Collaborate Culture (Clan Culture)

This working environment is friendly. People have a lot in common, and it feels like a large family. The leaders are seen as mentors or maybe even father figures. The organization is held together by loyalty and tradition. There is great involvement. They emphasize long-term Human Resource Development. Success is defined within the framework of addressing the needs of the clients and caring for the people. The organization promotes teamwork, participation, and consensus.

  • Do things together: build teams, people matter
  • Long-term Change
  • Commitment, empowerment, cohesion, engagement
  • Human development
  • Collective wisdom, long-lasting partnerships, and relationships
  • Roles like a mentor and a coach
  • Wary of conflict

Typical in sectors like health care, education, some government agencies, not-for-profits.

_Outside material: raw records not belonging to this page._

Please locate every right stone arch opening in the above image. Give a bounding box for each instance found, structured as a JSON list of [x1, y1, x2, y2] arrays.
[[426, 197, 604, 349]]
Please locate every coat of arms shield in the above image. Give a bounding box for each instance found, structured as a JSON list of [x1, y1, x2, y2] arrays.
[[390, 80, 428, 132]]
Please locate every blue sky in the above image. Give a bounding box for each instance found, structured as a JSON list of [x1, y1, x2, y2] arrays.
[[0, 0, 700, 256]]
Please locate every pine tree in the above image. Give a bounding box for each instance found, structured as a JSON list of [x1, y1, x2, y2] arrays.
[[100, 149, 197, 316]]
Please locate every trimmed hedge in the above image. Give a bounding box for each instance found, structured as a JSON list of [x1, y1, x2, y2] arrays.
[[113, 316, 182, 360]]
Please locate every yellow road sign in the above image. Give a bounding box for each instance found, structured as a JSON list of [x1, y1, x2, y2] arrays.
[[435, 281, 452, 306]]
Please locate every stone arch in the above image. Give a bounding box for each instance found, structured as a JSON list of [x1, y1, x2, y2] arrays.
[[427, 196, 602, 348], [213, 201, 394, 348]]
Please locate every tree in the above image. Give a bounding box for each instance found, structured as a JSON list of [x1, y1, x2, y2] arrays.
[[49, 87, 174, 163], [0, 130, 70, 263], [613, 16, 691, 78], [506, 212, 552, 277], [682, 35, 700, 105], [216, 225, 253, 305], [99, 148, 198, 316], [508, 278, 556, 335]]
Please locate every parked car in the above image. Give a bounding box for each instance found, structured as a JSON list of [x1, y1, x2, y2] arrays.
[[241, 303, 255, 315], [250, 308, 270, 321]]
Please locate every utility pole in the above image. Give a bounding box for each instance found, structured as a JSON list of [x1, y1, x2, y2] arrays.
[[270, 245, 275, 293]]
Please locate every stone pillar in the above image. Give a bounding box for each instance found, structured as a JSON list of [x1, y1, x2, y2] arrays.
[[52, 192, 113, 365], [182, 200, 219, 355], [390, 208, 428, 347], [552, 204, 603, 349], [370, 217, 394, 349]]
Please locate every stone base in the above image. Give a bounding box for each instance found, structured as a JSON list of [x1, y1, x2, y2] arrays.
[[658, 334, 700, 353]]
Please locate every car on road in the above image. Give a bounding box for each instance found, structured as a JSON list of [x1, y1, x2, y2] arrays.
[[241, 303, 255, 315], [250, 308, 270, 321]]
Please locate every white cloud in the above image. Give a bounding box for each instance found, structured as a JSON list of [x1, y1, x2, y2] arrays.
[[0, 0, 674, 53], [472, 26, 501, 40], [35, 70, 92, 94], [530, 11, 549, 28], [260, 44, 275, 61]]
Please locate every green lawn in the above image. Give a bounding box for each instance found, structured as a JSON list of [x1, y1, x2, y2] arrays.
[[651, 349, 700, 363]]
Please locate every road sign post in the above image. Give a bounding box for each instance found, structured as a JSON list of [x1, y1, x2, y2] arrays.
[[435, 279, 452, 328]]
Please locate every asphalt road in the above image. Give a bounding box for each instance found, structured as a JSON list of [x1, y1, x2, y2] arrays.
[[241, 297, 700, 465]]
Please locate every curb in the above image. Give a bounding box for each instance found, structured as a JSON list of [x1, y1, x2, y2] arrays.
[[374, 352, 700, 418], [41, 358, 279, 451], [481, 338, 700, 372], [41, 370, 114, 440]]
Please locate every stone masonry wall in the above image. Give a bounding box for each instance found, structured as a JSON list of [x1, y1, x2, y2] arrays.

Control Culture (Hierarchy Culture)

This is a formalized and structured workplace. Procedures direct what people do. Leaders are proud of efficiency-based coordination and organization. Keeping the organization functioning smoothly is most crucial. Formal rules and policies keep the organization together. The long-term goals are stability and results, paired with an efficient and smooth execution of tasks. Reliable delivery, continuous planning, and low cost define success. The personnel management has to guarantee work and predictability.

  • Do things right: eliminate errors
  • Incremental Change
  • Attention to details, careful decisions, precise analysis
  • Increase consistency and reliability, well-informed experts
  • Better processes and efficiency, routines
  • Roles like organizers and administrators
  • Conservative, cautious, logical problem solvers

Typical in sectors like medicine, nuclear power, military, government, banking and insurance, transportation.

Compete Culture (Market Culture)

This is a results-based workplace that emphasizes targets, deadlines, and getting things done. People are competitive and focused on goals. Leaders are hard drivers, producers, and rivals. They can be tough with high expectations. The emphasis on winning keeps the organization together. Reputation and success are the most important. Long-term focus is on rival activities and reaching goals. Market dominance, achieving your goals, and great metrics are the definitions of success. Competitive prices and market leadership are important. The organizational style is based on competition.

  • Do things fast: compete, move fast, play to win
  • Fast Change
  • Customer satisfaction, attack competitors, shareholder value
  • Speed: results-right-now, getting things done, achieving goals
  • Acquire other firms, outsource selected processes,
  • Deliver results, make fast decisions, solve problems
  • Leaders are hard-driving, directive, commanding, demanding

Typical of sectors like consultancy, accountancy, sales and marketing, services, manufacturing.

Continue with the OCAI Assessment.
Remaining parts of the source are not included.